2014 09 18

Agenda:
- open TODOs
  - TODO SJ: doc is missing 10.000 feet overview (SJ?)
  - TODO SJ: contact Helmut about SuperMuc allocation
  - DONE AM: reduce testing frequency further after release
  - WIP AM: follow up with Anjani on EC2
  - WIP AM: RP slide decks
  - TODO AM: test supermuc, check out gsi contexts
  - DONE AM: suspend testing on FG
  - TODO MS: verify state model wrt. data staging
  - TODO AM: better name for STATE_X
- open agenda items
  - WIP AM: AGENDA: cleanup
  - WIP AM: AGENDA: configuration files
  - TODO AM: AGENDA: test suite granularity
  - TODO AM: AGENDA: performance PTY / SHELL / SAGA
  - TODO AM: AGENDA: discuss how to ensure test coverage
  - TODO AM: AGENDA: discuss #307, async call semantics
  - TODO AM: AGENDA: student project: plotting
- MS.8
  - What are goals for the next couple of weeks?

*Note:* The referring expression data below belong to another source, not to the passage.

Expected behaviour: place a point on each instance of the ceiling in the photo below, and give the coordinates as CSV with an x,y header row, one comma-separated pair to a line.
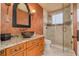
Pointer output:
x,y
51,6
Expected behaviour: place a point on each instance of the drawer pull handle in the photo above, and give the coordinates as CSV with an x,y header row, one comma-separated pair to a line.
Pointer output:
x,y
2,52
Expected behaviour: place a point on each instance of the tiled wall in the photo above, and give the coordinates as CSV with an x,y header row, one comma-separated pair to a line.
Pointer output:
x,y
36,21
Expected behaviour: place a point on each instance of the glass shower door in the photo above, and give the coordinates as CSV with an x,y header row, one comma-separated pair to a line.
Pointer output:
x,y
67,27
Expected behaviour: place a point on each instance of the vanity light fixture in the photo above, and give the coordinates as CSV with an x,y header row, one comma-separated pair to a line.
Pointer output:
x,y
33,11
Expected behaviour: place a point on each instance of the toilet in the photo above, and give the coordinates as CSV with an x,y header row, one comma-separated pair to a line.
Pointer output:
x,y
47,43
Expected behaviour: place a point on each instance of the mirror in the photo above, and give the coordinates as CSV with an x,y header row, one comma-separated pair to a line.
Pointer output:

  - (check on open tickets)
- eval tutorial with Indiana: online, Scott and Abhinav
  - TODO IU: provide application code
- configuration files
  - AM: we could re-use what we had in OWMS (code exists in utils):
    - RP resource configs remain as is
    - user configs can be used to overwrite those default settings, like:
      # $HOME/radical/pilot.cfg { "resources" : { # add a custom host "boskop" : { "defaults" : "localhost" "pilot_agent" : "radical-pilot-agent-multicore_testing.py", "lrms" : "TORQUE", "task_launch_method" : "SSH", "mpi_launch_method" : "MPIRUN", "global_virtenv" : "$HOME/ve/" }, # change some user specific variable in existing RP config entries "*.futuregrid.org" : { "username" : "merzky" }, "sierra.futuregrid.org" : { "default_queue" : "batch" }, } }
- cleanup modes
  - 1: cleanup database entries: session.close (cleanup=TRUE)
  - 2: terminate pilots: session.close (terminate=TRUE)
  - 3: clean pilot sandbox: pilot_description.cleanup = TRUE
  - 4: clean unit sandbox: unit_description.cleanup = TRUE
  - 1, 2 are enacted by RP/Application on clean application shutdown
  - 3, 4 are enacted by agent on clean pilot shutdown
  - 1, 2 can be performed after application finishes, via radicalpilot-cleanup
  - 3, 4 cannot be performed after application finishes (yet)
- STATE_X:
  - AM: should be SCHEDULING: the CU has reached the scheduler but has not yet been assigned to a pilot (e.g., if none is free to run the CU).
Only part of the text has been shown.